Score:3

Why: $G'(s) = G(s_1, \ldots, s_{\lfloor{n/2}\rfloor})$, where $s = s_1, \ldots, s_n$ is PRG?

gp flag

I'm a novice reader of Introduction to Modern Cryptography, where it states:

Let $G$ be a pseudorandom generator with expansion factor $\ell(n) > 2n$.
In each of the following cases, say whether $G′$ is necessarily a pseudorandom generator. If yes, give a proof; if not, show a counterexample.
(a) Define $G'(s) = G(s_1, \ldots, s_{\lfloor n/2\rfloor})$, where $s = s_1, \ldots, s_n$.

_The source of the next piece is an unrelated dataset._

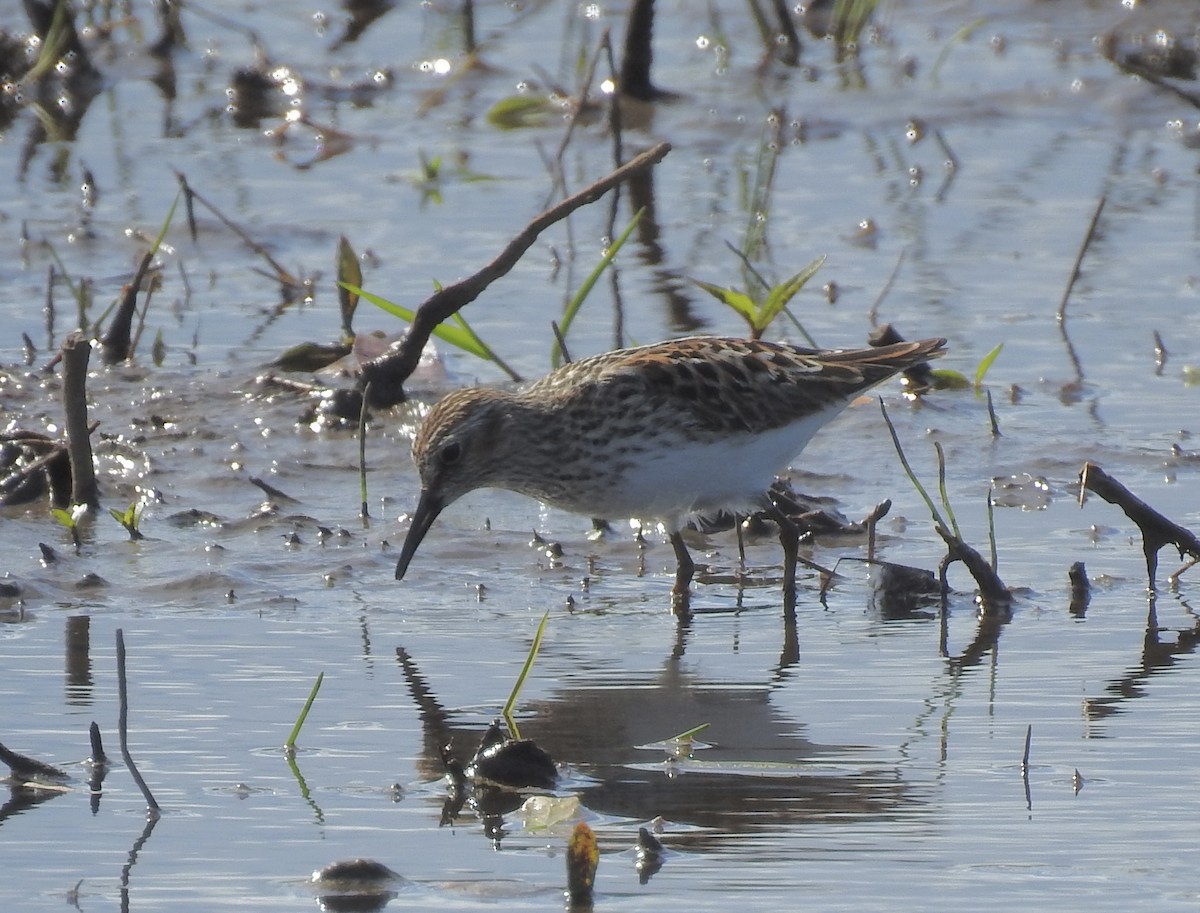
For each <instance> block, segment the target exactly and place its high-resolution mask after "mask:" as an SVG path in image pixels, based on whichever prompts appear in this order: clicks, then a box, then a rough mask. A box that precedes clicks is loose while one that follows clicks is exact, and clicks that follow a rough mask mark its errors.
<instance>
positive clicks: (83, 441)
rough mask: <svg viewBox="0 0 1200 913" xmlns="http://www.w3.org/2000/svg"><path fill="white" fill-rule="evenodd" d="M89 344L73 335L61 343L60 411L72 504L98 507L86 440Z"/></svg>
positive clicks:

I thought that it's not a PRG, by the counterexample that, if $G$ is a PRG such that $G:\{0,1\}^{\lfloor n/2\rfloor} \to \{0,1\}^n$ and if we have $s$ and $s'$ of length $n$ such that $s(1, \ldots,{\lfloor n/2\rfloor}) = s'({1,\ldots,\lfloor n/2\rfloor})$ then $G(s) = G(s')$

What am I missing?

Maarten Bodewes avatar
in flag
Hi Eshkod. Please check that we got the formula translation to $\LaTeX$ right, you can of course adjust by hitting [edit].
Daniel S avatar
ru flag
HINT: The definition of a PRG does not require that $G$ is collision-free. BTW to which question are you referring? I cannot see this question in my copy of Katz and Lindell.
fgrieu avatar
ng flag
@Daniel S: this is exercise 3.6 (a) in the second edition of Jonathan Katz and Yehuda Lindell's Introduction to Modern Cryptography, correctly transcribed. In the third edition, exercise 3.6 is significantly different.
fgrieu avatar
ng flag
In the question, $G$ has input length $n$ and output length $\ell(n)$, and $G'$ mechanically obtained form $G$ has input length $\lfloor n/2\rfloor$ and output length $\ell(n)$. A counterexample must be some $G$ that's a PRG such that $G'$ is not a PRG. Among issues with the PRG proposed as counterexample (beside what's noted in [comment by Daniel S](https://crypto.stackexchange.com/posts/comments/226189)): it's noted $G$ but when we look at it's input it's more like $G'$; and it's output has the wrong length. Hint: assume there exists a PRG with output 5 times as wide as it's input.
Eshkod avatar
gp flag
@DanielS, so if I understand your hint, a test of a distinguisher that runs and outputs 1 for D(G(s)) if it encounters a collision is not a valid test for PRG, right?
fgrieu avatar
ng flag
The distinguisher $D$ of definition 3.14 in the K&L reference has input _one_ bitstring of size $\ell(n)$, and must output $0$ or $1$ based on that only. It thus can not directly detect collisions among the outputs of $G(s)$.